In February 2020, a team of US inspectors visited the station, where they were hosted by station leader Wang Zhechao of the Polar Research Institute of China.
They found no military equipment or military support personnel at the site, according to a report of the inspection published by the United States State Department.
Once completed the scientific research at the station would focus on physical and biological oceanography, glaciology, marine ecology, zoology, atmospheric and space physics and geology, the account said, citing a 2018 draft Comprehensive Environmental Evaluation about the project submitted by China to an Antarctic Treaty Consultative Meeting.
China has established four scientific research bases in Antarctica since 1984, according to the Chinese Academy of Sciences.
A 2022 Department of Defense report on China’s military notes that “(China’s) strategy for Antarctica includes the use of dual-use technologies, facilities, and scientific research, which are likely intended, at least in part, to improve PLA (People’s Liberation Army) capabilities.”
China, however has stressed the scientific nature of its ambitions in the region.
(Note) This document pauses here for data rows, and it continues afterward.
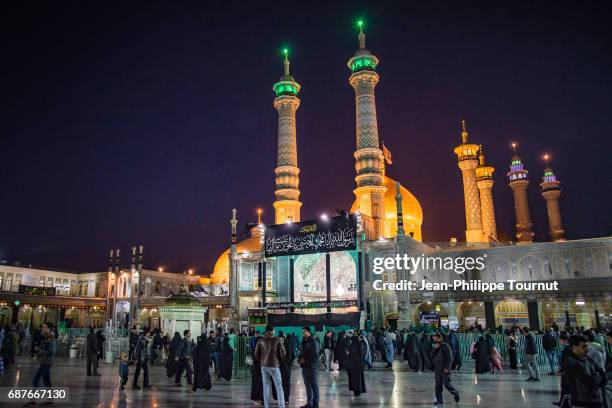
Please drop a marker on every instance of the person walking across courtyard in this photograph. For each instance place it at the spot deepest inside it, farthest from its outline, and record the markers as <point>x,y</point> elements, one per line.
<point>309,361</point>
<point>442,358</point>
<point>269,351</point>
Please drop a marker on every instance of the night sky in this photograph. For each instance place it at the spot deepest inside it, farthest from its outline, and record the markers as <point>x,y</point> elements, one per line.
<point>147,123</point>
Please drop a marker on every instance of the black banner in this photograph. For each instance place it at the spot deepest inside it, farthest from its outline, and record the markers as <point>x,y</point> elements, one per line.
<point>36,290</point>
<point>309,237</point>
<point>318,320</point>
<point>311,305</point>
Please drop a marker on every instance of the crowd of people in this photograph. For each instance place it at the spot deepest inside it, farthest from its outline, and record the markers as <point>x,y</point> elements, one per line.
<point>581,358</point>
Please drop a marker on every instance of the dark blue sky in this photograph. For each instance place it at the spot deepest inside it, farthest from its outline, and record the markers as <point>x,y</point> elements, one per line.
<point>147,122</point>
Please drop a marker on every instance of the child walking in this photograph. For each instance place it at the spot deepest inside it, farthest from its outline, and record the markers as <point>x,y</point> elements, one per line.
<point>123,370</point>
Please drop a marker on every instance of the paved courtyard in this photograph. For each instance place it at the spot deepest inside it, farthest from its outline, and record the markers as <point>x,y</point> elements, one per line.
<point>385,388</point>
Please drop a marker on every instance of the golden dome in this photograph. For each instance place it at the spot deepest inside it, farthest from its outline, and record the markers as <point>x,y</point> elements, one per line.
<point>411,209</point>
<point>221,270</point>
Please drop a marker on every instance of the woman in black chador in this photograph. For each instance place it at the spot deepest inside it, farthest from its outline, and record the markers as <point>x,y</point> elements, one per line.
<point>256,379</point>
<point>171,364</point>
<point>201,364</point>
<point>227,360</point>
<point>285,367</point>
<point>340,351</point>
<point>481,355</point>
<point>354,365</point>
<point>426,348</point>
<point>412,352</point>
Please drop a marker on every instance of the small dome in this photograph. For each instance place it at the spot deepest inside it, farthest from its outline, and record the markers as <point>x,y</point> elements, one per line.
<point>411,210</point>
<point>220,273</point>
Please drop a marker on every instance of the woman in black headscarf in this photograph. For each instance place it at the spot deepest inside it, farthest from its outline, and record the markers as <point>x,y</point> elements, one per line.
<point>201,364</point>
<point>285,368</point>
<point>426,347</point>
<point>227,360</point>
<point>256,379</point>
<point>171,364</point>
<point>354,365</point>
<point>481,355</point>
<point>339,352</point>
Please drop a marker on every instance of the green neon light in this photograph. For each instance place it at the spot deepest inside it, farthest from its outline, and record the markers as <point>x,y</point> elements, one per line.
<point>363,63</point>
<point>285,89</point>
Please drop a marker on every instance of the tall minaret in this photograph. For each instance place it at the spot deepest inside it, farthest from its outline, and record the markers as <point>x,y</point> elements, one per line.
<point>551,193</point>
<point>287,204</point>
<point>370,190</point>
<point>467,154</point>
<point>484,180</point>
<point>518,182</point>
<point>233,261</point>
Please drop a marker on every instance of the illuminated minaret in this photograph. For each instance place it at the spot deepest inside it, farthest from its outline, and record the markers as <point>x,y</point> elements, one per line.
<point>551,193</point>
<point>370,190</point>
<point>287,204</point>
<point>484,180</point>
<point>467,154</point>
<point>518,182</point>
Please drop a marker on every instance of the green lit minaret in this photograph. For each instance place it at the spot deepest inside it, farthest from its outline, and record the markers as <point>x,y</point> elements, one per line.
<point>370,189</point>
<point>287,204</point>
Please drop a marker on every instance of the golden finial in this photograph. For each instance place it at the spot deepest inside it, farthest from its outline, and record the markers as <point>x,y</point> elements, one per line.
<point>464,133</point>
<point>481,158</point>
<point>361,35</point>
<point>286,61</point>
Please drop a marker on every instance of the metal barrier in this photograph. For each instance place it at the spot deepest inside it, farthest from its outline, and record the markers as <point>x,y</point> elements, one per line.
<point>242,350</point>
<point>77,337</point>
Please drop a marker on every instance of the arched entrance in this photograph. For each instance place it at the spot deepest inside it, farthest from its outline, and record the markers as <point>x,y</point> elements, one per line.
<point>72,317</point>
<point>25,315</point>
<point>6,315</point>
<point>123,313</point>
<point>471,314</point>
<point>430,313</point>
<point>511,312</point>
<point>391,320</point>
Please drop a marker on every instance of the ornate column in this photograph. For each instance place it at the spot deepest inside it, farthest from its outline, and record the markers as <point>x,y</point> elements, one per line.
<point>287,205</point>
<point>370,190</point>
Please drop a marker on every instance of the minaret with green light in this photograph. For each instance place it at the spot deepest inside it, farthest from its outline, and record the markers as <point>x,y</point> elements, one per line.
<point>467,156</point>
<point>518,180</point>
<point>370,189</point>
<point>287,205</point>
<point>549,187</point>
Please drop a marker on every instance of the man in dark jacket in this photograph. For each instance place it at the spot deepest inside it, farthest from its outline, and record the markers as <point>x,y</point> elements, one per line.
<point>45,352</point>
<point>442,359</point>
<point>269,351</point>
<point>585,379</point>
<point>92,353</point>
<point>309,361</point>
<point>549,343</point>
<point>142,355</point>
<point>329,345</point>
<point>185,359</point>
<point>531,354</point>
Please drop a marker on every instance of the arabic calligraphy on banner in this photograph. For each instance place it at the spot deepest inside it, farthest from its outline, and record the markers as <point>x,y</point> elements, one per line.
<point>311,305</point>
<point>308,237</point>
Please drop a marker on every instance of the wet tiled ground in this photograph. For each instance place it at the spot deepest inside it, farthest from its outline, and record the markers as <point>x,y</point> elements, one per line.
<point>399,387</point>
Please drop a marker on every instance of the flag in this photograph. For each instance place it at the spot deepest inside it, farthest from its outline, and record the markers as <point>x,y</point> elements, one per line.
<point>387,154</point>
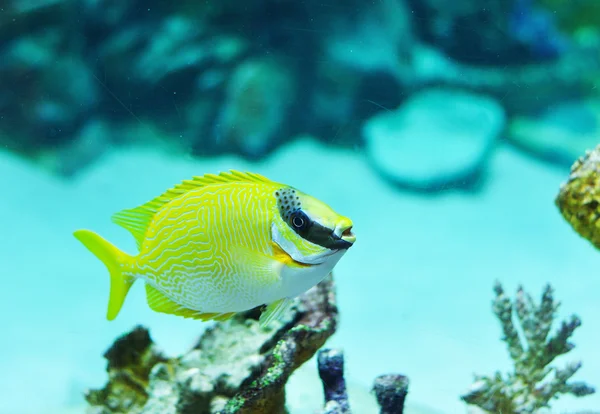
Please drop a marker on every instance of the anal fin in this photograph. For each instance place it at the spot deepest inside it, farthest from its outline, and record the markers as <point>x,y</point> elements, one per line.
<point>275,310</point>
<point>158,302</point>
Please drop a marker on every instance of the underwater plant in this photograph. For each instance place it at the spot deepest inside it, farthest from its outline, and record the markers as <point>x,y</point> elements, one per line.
<point>534,383</point>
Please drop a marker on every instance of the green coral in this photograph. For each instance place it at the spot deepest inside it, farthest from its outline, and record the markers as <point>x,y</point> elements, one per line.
<point>574,15</point>
<point>534,383</point>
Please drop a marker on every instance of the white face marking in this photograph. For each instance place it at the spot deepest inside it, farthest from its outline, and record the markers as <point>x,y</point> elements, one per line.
<point>290,248</point>
<point>296,281</point>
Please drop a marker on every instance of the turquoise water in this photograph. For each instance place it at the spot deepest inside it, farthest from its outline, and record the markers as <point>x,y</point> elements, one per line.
<point>415,291</point>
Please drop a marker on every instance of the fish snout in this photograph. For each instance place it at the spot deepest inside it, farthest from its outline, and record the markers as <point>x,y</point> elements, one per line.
<point>344,231</point>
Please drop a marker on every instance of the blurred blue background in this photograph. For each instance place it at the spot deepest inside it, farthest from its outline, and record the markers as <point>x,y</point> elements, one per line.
<point>443,129</point>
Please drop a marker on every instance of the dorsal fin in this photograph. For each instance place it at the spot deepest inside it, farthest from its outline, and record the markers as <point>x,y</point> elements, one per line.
<point>137,220</point>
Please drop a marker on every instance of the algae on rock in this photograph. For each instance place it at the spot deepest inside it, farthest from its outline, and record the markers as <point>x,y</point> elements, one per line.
<point>236,367</point>
<point>534,383</point>
<point>579,198</point>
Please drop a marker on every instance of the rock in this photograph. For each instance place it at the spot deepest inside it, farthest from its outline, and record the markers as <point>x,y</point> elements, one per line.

In an address to researchers based in polar regions at the start of this year, then-Vice Premier Han Zheng hailed the teams’ contributions to “humanity’s scientific understanding and peaceful use of polar and ocean regions.” Han has since been appointed China’s vice president.
Under the 1959 treaty Antarctic Treaty, to which China is party, activities on the continent are restricted to “peaceful purposes.”
Military personnel are allowed to conduct scientific research, but may not set up bases, test weapons of carry out maneuvers.